The full PRD lives in docs/SPEC.md. Read it before writing any code. It is 712 lines, opinionated, and self-contained.

Status (2026-04-10)

  • P0 shipped: TypeScript indexing, BadgerDB store, init/refs/defs/status, CLI-direct (no daemon).
  • P1 shipped: daemon mode, Unix socket + JSON-RPC 2.0, auto-spawn, fsnotify watch loop with background reindex, Go support, auto-download for scip-go, callers/callees/impls, the call graph and implementations indexes.
  • P2 PHP — all four post-processors landed: scip-php is vendored as an embedded directory tree (not a PHAR — the calibration's PHAR plan failed on autoloader collisions and PHP 8.4 keyword shims; see docs/DECISIONS.md). Extracted on first use into ~/.scry/bin/scip-php-<sha>/. (1) The Laravel non-PSR-4 walker scans routes/, config/, database/migrations/, bootstrap/ after scip-php and binds ~98% of ::class refs (1254/1283 on hoopless_crm). (2) The facade resolver hardcodes 31 Illuminate facade -> backing-class mappings and emits ~5k synthetic ref edges so scry refs AuthManager::user finds the Auth::user() call sites. (3+4) The string-ref walker walks every project .php file for view('foo.bar') and config('foo.bar') calls and emits synthetic blade-file and config-file ref edges (7 view + 280 config refs on hoopless_crm). The scip parser now also synthesizes SymbolRecords for occurrence-only symbols (vendor/Illuminate/etc.) so they're queryable by name. PHP P2 is feature-complete.
  • Reindex window fix shipped: the watcher's reindex path now uses index.BuildIntoTemp to write to a sibling temp directory while the live store keeps serving. Registry.SwapNext performs a single ~12ms close+rename+open at the end.
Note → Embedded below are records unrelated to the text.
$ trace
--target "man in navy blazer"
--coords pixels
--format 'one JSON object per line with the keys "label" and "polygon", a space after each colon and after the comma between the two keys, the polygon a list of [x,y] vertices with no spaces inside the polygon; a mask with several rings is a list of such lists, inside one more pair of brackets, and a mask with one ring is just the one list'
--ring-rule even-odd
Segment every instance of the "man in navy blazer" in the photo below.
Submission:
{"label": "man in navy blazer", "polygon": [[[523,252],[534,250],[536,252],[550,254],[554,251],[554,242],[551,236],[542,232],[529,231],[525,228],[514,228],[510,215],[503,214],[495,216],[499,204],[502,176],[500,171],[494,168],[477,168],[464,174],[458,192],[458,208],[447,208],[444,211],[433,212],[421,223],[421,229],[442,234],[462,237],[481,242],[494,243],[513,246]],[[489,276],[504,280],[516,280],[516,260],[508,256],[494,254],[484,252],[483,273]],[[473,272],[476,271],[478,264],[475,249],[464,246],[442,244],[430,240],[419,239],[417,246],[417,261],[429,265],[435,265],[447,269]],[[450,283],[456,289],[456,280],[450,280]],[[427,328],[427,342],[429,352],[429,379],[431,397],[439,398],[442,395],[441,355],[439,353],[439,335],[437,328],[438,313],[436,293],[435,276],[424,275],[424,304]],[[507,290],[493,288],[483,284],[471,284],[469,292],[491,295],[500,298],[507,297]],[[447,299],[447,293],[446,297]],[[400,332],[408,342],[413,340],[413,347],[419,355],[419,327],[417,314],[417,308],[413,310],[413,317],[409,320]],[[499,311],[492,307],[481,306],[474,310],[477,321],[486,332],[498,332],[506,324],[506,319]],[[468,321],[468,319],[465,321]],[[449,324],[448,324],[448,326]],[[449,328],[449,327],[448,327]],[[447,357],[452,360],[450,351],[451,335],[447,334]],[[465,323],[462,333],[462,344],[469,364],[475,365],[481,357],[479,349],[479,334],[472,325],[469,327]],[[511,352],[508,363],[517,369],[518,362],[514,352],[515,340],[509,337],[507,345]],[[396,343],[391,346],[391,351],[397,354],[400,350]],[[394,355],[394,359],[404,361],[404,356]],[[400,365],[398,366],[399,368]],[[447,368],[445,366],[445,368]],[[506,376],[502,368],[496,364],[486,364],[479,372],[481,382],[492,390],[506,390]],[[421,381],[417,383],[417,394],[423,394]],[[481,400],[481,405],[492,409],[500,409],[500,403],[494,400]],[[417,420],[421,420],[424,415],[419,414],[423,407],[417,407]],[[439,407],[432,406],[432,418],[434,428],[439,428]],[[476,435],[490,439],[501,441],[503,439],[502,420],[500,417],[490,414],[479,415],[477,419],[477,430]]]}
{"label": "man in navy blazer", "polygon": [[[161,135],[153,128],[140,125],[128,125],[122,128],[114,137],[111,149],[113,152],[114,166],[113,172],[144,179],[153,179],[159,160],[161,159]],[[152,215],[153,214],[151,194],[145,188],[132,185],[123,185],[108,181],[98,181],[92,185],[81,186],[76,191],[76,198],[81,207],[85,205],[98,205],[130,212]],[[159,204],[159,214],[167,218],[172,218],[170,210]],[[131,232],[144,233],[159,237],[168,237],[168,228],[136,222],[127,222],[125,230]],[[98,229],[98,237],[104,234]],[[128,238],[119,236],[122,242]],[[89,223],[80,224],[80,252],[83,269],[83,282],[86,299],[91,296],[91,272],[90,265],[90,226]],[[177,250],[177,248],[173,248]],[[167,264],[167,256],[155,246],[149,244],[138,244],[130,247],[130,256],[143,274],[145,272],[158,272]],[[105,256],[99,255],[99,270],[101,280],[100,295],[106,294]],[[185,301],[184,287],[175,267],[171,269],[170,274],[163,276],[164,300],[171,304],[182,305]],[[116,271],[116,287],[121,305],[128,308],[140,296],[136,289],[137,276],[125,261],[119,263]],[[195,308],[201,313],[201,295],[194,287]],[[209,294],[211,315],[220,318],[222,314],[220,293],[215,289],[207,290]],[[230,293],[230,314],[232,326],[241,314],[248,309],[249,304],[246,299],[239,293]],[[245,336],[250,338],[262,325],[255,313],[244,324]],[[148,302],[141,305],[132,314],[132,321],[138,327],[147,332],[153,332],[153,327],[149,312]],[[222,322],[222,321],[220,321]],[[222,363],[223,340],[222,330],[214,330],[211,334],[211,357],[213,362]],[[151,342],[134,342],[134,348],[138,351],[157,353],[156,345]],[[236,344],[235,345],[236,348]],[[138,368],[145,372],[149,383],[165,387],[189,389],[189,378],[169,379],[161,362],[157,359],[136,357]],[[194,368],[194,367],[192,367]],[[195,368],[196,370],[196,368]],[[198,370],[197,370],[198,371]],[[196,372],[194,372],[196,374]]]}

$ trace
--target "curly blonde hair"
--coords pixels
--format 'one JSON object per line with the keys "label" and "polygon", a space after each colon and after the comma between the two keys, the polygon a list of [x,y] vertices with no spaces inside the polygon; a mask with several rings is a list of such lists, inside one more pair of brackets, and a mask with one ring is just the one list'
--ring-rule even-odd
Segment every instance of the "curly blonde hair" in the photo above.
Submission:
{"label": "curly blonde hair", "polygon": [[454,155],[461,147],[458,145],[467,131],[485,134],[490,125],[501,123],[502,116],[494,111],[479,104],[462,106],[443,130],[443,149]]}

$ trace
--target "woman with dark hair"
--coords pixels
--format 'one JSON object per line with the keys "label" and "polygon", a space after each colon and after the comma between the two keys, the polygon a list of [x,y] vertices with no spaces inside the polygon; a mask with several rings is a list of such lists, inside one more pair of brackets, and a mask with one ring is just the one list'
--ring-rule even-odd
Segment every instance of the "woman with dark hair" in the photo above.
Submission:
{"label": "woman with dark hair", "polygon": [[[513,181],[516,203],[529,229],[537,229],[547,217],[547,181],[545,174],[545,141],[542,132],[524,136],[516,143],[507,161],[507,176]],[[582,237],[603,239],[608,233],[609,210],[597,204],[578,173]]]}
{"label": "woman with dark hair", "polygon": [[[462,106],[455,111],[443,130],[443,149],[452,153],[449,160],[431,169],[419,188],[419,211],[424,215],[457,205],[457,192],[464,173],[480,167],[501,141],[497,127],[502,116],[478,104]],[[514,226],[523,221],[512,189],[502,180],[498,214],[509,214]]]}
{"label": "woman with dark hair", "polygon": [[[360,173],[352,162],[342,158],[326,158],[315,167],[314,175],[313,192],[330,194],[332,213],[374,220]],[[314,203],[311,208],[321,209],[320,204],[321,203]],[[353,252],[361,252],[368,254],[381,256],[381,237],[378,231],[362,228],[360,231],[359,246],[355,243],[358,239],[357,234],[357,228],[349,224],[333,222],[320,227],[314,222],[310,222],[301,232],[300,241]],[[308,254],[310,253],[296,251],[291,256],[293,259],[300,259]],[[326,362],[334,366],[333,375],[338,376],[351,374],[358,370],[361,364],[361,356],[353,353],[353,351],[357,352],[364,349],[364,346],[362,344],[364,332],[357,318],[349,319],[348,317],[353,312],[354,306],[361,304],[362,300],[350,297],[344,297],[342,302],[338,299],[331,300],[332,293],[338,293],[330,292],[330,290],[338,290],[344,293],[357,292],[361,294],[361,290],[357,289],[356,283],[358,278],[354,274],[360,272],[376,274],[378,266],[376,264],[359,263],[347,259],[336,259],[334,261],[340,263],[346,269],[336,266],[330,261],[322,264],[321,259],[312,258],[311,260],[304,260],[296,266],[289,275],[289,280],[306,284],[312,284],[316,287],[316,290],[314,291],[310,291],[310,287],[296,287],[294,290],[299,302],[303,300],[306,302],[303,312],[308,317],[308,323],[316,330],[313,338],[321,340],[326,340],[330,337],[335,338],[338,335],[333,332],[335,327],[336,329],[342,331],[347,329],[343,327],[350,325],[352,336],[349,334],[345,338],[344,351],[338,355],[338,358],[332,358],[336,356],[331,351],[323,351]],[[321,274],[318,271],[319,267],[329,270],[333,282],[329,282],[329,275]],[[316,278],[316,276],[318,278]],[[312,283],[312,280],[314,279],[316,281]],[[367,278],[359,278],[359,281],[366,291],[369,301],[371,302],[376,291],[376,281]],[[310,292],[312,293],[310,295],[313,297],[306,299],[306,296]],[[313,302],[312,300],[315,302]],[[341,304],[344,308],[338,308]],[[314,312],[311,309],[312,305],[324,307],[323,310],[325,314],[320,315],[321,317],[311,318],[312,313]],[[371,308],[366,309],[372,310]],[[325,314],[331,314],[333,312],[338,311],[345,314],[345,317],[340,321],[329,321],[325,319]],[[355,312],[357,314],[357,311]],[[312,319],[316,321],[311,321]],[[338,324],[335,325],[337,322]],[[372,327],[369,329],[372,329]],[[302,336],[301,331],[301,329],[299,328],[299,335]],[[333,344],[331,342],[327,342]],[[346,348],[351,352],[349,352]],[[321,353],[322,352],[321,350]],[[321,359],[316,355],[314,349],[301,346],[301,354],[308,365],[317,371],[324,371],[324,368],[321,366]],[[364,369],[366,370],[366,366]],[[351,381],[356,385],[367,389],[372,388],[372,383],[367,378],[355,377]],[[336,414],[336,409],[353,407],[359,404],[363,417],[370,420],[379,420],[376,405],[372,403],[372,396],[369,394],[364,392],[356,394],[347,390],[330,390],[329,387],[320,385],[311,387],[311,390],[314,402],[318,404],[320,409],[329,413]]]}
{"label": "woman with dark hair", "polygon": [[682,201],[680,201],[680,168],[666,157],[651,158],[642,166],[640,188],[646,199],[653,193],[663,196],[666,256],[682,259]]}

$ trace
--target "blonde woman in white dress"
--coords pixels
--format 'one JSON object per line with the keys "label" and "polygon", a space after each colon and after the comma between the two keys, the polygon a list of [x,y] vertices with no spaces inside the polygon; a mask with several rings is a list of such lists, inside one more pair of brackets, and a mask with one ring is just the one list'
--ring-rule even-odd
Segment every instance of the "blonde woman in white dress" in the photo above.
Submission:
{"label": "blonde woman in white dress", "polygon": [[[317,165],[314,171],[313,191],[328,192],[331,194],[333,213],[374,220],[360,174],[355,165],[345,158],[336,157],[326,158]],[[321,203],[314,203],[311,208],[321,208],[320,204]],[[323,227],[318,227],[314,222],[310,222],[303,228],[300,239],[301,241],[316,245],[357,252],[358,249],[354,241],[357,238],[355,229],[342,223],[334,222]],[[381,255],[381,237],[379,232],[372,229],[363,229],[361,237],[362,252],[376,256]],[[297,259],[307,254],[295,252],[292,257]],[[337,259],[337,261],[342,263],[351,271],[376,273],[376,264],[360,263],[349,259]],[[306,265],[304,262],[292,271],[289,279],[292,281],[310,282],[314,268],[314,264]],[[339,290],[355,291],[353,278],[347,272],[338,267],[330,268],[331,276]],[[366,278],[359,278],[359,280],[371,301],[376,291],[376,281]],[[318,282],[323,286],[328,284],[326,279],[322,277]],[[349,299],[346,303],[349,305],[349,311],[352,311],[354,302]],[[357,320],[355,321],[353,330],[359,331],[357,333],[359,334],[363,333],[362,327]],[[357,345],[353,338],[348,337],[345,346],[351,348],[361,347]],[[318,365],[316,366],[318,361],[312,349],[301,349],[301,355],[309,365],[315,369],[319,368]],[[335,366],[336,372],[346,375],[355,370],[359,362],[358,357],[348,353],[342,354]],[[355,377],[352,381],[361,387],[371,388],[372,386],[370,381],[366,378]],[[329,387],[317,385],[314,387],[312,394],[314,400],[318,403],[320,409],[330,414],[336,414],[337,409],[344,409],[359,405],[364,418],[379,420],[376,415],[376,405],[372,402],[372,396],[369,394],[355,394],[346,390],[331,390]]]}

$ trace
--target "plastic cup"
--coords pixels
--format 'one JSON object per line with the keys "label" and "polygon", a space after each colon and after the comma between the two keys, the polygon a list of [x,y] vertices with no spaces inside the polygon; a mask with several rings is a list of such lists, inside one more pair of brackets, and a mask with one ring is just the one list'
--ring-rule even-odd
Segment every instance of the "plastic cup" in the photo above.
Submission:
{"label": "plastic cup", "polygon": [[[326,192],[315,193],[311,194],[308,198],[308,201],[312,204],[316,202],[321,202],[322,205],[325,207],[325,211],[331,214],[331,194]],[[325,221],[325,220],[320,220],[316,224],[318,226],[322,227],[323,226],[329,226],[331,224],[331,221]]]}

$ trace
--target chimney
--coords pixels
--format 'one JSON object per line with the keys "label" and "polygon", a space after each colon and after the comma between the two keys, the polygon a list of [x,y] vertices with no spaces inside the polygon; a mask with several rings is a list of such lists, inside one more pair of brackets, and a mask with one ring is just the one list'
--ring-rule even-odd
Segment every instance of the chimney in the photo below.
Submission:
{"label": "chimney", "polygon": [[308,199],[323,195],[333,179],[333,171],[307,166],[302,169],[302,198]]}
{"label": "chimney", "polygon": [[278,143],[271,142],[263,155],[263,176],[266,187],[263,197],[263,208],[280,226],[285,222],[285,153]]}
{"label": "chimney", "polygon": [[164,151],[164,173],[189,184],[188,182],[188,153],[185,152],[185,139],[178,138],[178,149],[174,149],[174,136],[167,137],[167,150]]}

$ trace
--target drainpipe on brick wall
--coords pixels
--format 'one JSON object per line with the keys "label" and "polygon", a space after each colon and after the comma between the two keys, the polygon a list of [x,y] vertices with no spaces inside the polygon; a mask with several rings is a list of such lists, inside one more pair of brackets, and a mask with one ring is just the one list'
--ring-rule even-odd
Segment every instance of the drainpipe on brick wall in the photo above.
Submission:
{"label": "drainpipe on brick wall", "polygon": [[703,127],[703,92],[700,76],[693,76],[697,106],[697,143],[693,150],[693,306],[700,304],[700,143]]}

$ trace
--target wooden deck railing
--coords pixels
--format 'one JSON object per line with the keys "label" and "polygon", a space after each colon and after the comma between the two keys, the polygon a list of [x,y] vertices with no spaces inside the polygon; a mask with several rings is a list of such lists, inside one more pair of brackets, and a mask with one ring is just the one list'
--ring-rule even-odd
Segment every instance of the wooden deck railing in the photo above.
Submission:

Measured on hoopless_crm: 1449 successful queries during a 75s reindex window (which spans a 48s rebuild) with zero failures. Replaces the deferred decision in docs/DECISIONS.md.
  • Claude Code integration shipped: scry setup (in internal/setup) writes an embedded SKILL.md to ~/.claude/skills/scry/SKILL.md and registers scry as a user-scope MCP server by shelling out to claude mcp add --scope user --transport stdio scry -- <bin> mcp. First iteration wrote to ~/.claude/settings.json under a mcpServers key which is the WRONG file — Claude Code reads MCP config from ~/.claude.json (via claude mcp CLI) and never consults settings.json for it. The setup now delegates to claude mcp add (the official path) and also cleans up any stale mcpServers.scry entry left in settings.json from the earlier buggy run. scry mcp (in internal/mcp + cmd/scry/mcp.go) is a minimal MCP stdio server speaking initialize / tools/list / tools/call and forwarding each tool call to the scry daemon via the existing rpc.Client. Six tools exposed: scry_refs, scry_defs, scry_callers, scry_callees, scry_impls, scry_status. The MCP layer parses compound symbol forms (DB::table, auth->user, client.Connect) and filters results by container class. Verified with claude mcp get scry returning Status: ✓ Connected.
  • Onboarding shipped (scry doctor + releases flow): scry doctor (in internal/doctor + cmd/scry/doctor.go) runs a read-only health check across environment (scry binary, ~/.scry writability, NOFILE rlimit), daemon state, indexers (php, scip-typescript, scip-go, embedded scip-php, python3, scip-python), Claude Code integration (claude CLI, MCP registration, skill, global CLAUDE.md), and current repo index state. Prints a categorized ✓/⚠/✗ checklist with per-check remediation hints, exits 1 if any FAIL, supports --json for machine output. Paired with a .goreleaser.yaml + .github/workflows/release.yml (GoReleaser v2, Go version from go.mod, darwin+linux × amd64+arm64, draft releases for manual review) and a scripts/install.sh one-liner that detects OS/arch, downloads the latest tagged release from GitHub, verifies SHA256, and installs to ~/.local/bin/scry. README quickstart now leads with the curl | sh path and has a post-install pattern (scry setupscry doctor).
  • Python shipped: internal/sources/python/indexer.go shells out to scip-python (npm i -g @sourcegraph/scip-python, required prereq like scip-typescript). Builds a PATH shim at ~/.scry/bin/python-shim-<sha>/ that pins python/python3 to a 3.10–3.13 interpreter so scip-python's bundled Pyright doesn't choke on 3.14+ defaults. Auto-detects venv via $VIRTUAL_ENV, .venv/, venv/, env/. Passes --project-version 0.0.0 on non-git projects to sidestep a scip-python TypeError crash. scry doctor checks for both python3 and scip-python. Validated on pydantic: 107 docs, 8087 symbols, 35986 refs indexed in 11s; scry refs BaseModel returns 137 occurrences across the v2 and v1 classes.
  • Test coverage indexing shipped: internal/sources/coverage/ auto-detects coverage files during scry init (Go cover.out, Istanbul coverage-final.json, Clover XML coverage.xml, Python coverage.json), parses them into line ranges, joins against the symbol definition index, and writes per-symbol CoverageRecord entries to the store. scry tests <symbol> returns whether a function is test-covered and its hit count. Schema version bumped to 2 (auto-wipe + rebuild). Seven MCP tools now (added scry_tests). MCP call logging to ~/.scry/logs/mcp-calls.jsonl also shipped in this cycle. Validated on the scry repo itself: 64 covered symbols across the test suite.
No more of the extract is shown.